Unfortunately, because of this bias, many vendors attempt to circumvent necessary questions and utilization of human centered design principles to execute a small proof of concept/pilot project. However, assuming the goal is to go beyond a pilot project and deliver impact at scale, vendors will need to answer user acceptability, accreditation, legal and technology standards sooner or later.

According to Lipset, vendors “can’t put their head in the sand and pretend like it’s not going to come up sooner or later.” Simultaneously, health system incumbents rarely assess innovative solutions for scalability and longevity. “I think about pilots the way I think about the birth of my kids. And how you had nine months of really hard work, and after all that you reach a milestone. The difference is, when your preparing to have a child, you’re planning for the next 18 years. Teams running pilots are not really thinking about bringing the baby home. They’re not really thinking about the really hard work. It’s not sexy. Its grunt work. But without it, it’s all for not,” says Lipset.

Though imperfect, legal, compliance, institutional policies, hierarchical, information-technology and administrator-driven systems in healthcare need to be treated as an invitation to stress test the technology and vendor’s ability to deliver at scale.

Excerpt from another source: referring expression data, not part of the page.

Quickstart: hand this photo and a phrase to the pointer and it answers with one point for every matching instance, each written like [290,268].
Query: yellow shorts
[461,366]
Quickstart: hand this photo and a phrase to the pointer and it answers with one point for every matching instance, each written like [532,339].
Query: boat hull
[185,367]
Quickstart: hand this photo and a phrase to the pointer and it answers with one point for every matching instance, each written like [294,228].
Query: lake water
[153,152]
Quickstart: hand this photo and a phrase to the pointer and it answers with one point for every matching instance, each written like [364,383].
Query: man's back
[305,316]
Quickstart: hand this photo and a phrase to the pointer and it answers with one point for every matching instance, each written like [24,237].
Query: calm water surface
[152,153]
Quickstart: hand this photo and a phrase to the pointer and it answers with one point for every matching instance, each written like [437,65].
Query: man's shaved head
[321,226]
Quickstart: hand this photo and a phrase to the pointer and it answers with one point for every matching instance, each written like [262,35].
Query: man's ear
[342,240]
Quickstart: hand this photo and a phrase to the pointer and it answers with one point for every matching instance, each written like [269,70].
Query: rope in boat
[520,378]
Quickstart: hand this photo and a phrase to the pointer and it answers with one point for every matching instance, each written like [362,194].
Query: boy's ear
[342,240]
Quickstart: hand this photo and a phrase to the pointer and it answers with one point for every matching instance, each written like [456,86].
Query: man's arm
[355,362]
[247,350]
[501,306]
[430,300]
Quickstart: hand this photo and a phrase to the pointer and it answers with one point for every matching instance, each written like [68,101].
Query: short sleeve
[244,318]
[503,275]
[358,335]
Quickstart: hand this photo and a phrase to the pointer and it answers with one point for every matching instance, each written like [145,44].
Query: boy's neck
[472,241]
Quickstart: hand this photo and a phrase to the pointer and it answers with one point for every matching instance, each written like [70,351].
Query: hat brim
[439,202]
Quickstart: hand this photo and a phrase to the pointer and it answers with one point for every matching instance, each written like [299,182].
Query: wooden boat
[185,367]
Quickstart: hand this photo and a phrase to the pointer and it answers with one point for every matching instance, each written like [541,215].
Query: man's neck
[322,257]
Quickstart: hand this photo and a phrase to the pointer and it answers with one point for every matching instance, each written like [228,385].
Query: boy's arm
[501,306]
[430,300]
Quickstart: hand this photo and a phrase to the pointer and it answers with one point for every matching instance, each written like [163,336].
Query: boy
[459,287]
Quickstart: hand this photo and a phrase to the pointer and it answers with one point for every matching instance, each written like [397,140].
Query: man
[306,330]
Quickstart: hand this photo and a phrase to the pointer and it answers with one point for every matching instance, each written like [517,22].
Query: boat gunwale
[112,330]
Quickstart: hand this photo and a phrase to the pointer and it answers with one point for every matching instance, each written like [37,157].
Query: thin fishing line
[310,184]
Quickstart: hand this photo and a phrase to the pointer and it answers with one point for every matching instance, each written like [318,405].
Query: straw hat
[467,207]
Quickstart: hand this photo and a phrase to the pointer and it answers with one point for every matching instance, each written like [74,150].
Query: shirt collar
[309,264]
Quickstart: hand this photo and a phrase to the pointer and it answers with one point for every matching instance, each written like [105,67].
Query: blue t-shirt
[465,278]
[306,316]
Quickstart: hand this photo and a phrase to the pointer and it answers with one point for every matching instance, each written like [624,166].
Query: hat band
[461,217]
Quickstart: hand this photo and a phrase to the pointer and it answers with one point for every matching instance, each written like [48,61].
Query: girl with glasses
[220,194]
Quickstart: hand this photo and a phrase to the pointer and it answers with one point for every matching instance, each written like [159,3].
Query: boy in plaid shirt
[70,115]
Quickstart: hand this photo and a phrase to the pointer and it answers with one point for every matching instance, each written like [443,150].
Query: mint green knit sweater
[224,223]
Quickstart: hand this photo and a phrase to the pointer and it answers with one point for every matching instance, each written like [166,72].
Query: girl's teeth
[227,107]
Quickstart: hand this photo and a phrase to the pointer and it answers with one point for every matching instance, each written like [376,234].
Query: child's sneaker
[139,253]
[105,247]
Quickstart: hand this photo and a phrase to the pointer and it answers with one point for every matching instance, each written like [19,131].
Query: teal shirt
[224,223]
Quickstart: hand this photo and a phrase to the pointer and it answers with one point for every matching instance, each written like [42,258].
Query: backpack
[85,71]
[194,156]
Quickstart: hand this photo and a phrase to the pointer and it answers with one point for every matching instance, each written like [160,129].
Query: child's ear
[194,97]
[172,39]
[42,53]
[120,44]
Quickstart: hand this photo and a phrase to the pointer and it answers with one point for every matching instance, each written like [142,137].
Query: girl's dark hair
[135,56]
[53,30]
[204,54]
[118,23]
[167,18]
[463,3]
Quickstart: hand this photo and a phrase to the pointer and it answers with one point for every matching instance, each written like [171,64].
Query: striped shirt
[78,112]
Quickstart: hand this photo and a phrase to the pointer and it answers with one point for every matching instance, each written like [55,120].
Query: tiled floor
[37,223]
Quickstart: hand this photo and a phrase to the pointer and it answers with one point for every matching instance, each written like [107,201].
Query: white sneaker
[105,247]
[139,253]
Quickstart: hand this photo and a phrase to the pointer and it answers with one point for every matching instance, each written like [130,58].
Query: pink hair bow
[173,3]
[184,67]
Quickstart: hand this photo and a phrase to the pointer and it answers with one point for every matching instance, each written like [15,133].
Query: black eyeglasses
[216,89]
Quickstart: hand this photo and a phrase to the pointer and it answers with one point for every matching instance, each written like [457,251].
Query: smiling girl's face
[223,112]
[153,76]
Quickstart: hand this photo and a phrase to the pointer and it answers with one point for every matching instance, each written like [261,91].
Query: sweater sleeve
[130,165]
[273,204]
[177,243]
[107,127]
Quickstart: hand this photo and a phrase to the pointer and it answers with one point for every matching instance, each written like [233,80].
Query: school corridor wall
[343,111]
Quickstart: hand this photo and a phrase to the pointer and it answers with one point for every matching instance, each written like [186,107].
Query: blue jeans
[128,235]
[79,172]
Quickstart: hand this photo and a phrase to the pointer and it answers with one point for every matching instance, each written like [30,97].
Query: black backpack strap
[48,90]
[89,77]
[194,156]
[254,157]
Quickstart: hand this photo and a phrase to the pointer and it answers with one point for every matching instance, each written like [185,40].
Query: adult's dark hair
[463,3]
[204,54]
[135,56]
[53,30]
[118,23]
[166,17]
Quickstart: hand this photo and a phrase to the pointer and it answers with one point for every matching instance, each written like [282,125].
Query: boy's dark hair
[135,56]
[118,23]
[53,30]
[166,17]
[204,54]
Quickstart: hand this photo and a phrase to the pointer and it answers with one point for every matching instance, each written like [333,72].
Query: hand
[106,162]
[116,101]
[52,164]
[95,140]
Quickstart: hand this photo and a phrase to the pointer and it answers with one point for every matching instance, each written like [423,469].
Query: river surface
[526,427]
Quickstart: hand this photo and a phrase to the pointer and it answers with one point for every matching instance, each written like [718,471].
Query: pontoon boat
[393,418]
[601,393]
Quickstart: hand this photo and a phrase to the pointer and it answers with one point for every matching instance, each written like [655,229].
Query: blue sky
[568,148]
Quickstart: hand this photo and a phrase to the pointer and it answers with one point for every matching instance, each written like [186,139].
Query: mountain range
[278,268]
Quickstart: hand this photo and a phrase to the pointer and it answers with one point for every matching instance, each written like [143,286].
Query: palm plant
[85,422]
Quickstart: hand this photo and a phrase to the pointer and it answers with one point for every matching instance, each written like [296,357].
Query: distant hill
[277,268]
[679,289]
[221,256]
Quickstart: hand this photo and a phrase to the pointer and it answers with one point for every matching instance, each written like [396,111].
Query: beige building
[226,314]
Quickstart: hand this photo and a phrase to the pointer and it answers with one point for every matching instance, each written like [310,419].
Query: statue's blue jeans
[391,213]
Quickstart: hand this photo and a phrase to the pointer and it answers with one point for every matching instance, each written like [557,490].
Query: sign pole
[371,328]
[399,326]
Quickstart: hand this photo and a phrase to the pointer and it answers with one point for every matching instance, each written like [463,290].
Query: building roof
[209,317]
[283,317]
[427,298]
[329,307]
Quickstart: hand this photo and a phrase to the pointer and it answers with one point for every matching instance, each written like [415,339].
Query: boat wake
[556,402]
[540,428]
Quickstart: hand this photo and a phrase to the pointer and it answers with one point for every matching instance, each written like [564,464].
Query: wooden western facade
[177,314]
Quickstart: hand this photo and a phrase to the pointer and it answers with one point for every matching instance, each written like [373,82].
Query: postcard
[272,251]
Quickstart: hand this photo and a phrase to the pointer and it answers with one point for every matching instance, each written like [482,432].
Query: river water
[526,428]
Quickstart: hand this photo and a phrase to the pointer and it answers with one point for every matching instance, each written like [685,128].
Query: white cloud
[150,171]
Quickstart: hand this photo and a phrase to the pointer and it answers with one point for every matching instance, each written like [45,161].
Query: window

VR as an emerging technology, brings its own challenges along with vast opportunity. How will health systems and academic centers incorporate VR into their daily standard of business? How will IT handle hardware management and how will the infection preventionist look at storage and cleaning to assure infection control? How do VR headsets connect to a health system network, or integrate with existing mobile device management? Does the organization have competency/performance standards today, and if not, how do they assess a training solution like VR in terms of scalability?

Will regulatory bodies accept VR as a legitimate source for staff development and an acceptable tool for course corrections when a deficiency is cited? There are many important considerations that health systems and VR vendors need to work through. Some might ask if the investment is worth the effort, but can safe, accessible, quality healthcare be sustained using current training and education methodologies?

Stakeholders and incumbents in the health system need answers to these questions; on their own terms, and at their own pace. Ultimately, everybody pays a price for innovation, but not everyone treats it as an investment and is able to derive value.